|era erera baleibu izik subua aruaren (José Antonio Sistiaga, 1970)
||[Jan. 20th, 2011|03:10 pm]
Reality on the run
It's always interesting to me when avant garde works are feature length. Joyce Wieland's Reason Over Passion, made around the same time, comes to mind. In a sense it's almost a provocation to present somewhat disembodied, non-narrative works in a time-frame normally alloted to conventional western stories. Since the format (or lackthereof) is wide open - works can be just a minute or two. Warhol's Sleep (1963) was 321 minutes long. So the use of the feature length points to a number of possible motivations. It could be for the viewer to ponder the length of time itself as if to ask 'this is the amount of time it takes to tell a story, I am asking you to take this time to consider these images and perhaps the span of time itself in relation to how you process ideas.' It could be the legitiamcy of the format: perhaps Sistiaga for some reason wanted his film to be considered on par with commercial releases.

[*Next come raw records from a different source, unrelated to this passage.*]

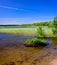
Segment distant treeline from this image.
[0,17,57,26]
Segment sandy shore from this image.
[0,42,57,65]
[0,38,57,65]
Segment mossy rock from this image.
[24,38,47,47]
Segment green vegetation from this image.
[0,17,57,46]
[24,38,46,47]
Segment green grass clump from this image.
[25,38,46,47]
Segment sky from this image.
[0,0,57,24]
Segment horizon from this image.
[0,0,57,24]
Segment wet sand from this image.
[0,34,57,65]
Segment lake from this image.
[0,26,57,65]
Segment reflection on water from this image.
[0,34,57,65]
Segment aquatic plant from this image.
[24,38,46,47]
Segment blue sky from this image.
[0,0,57,24]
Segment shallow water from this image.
[0,34,57,65]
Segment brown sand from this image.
[0,37,57,65]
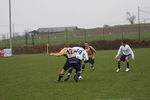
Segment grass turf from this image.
[0,48,150,100]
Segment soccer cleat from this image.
[64,77,69,81]
[74,77,78,82]
[92,67,95,71]
[116,68,120,73]
[126,68,130,72]
[81,69,84,72]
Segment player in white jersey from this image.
[64,46,89,81]
[115,41,134,72]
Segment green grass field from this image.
[0,48,150,100]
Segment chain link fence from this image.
[0,24,150,48]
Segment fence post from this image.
[32,34,34,45]
[66,29,68,43]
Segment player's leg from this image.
[116,59,121,72]
[116,54,126,72]
[125,56,130,72]
[74,60,81,82]
[81,60,89,72]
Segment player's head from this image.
[121,40,127,46]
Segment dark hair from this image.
[122,40,127,44]
[84,41,88,43]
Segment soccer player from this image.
[82,42,96,71]
[115,41,134,72]
[64,46,89,81]
[50,48,80,82]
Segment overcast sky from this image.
[0,0,150,34]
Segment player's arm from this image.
[128,46,134,60]
[115,46,121,59]
[50,49,64,56]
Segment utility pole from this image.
[9,0,12,50]
[138,7,141,40]
[13,24,15,39]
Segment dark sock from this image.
[57,74,64,81]
[82,65,85,70]
[76,72,80,79]
[127,62,129,68]
[118,61,120,69]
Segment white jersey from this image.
[73,47,89,61]
[116,44,134,59]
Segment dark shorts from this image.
[84,58,94,65]
[63,57,81,71]
[120,54,131,62]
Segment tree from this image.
[126,12,136,24]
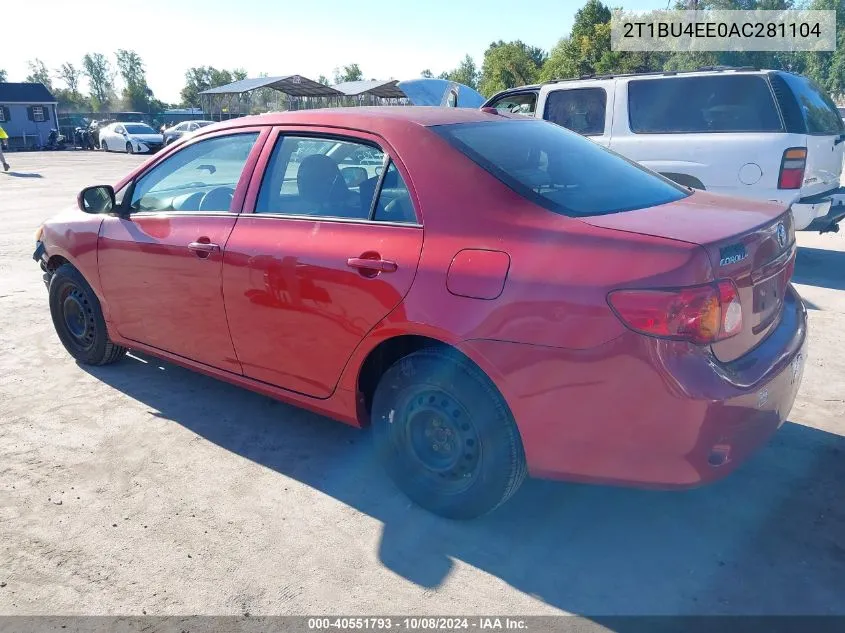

The latter could be part of a more financial consideration, perhaps to secure funding or guarentee exhibition. It could just be to discourage passivity of viewership. In more than an hour you can either tune out or be forced to seriously consider what you are seeing.
It's obviously worth noting when this was made: between 1968 and 1970, basically a pretty exciting period for avant garde film. I read comparisons to Stan Brakhage but I would consider Norman Mclaren as a more obvious reference point (though my limited knowledge of experimental film and animation is unfairly skewed toward Canadian works). In particular the work of camera-less films or manipulating the film itself for an effect. It's usually an experiemnt with animation, but in era erera… it seems more painterly - essentially a painting using celluloid as the substrate, or more accurately, 24 paintings a second amounting to about 100,800 paintings each exhibited for 1/24th of a second.
I enjoyed the lovely analog look of it all. Wild splashes of colour. But there was something stilted in the pacing of the imagry. Unlike a Norman Mclaren film, there was no rhythm. No beat. Every image went by with the same indifferent hurry dictated by the projector. As such there was no punctuation. I thought to myself, should I be looking at this as a painting? That's sort of what it is. But paintings are exhibited without a temporal component. You look at it, you look away. You look close. You look far. But a 70-minute theatrical presentation prescribes the terms of looking for you. So despite it's irreverent use of colour and the warm beauty of analog it was far to rigid to enjoy. It was too much, too fast, too many times.
A generalization occurred to me when I was thinking about the shift that occurred with the arrival of video in the seventies. Based on what little I've seen, the supposedly warm and natural analog film format feature works that are more disembodied and abstract: such as René Jodoin's Rectangle & Rectangles (1984) or this. Yet with the advent of video one of the first sites for avant garde users to turn this medium to was the body (Lisa Steele, Colin Campbell, etc).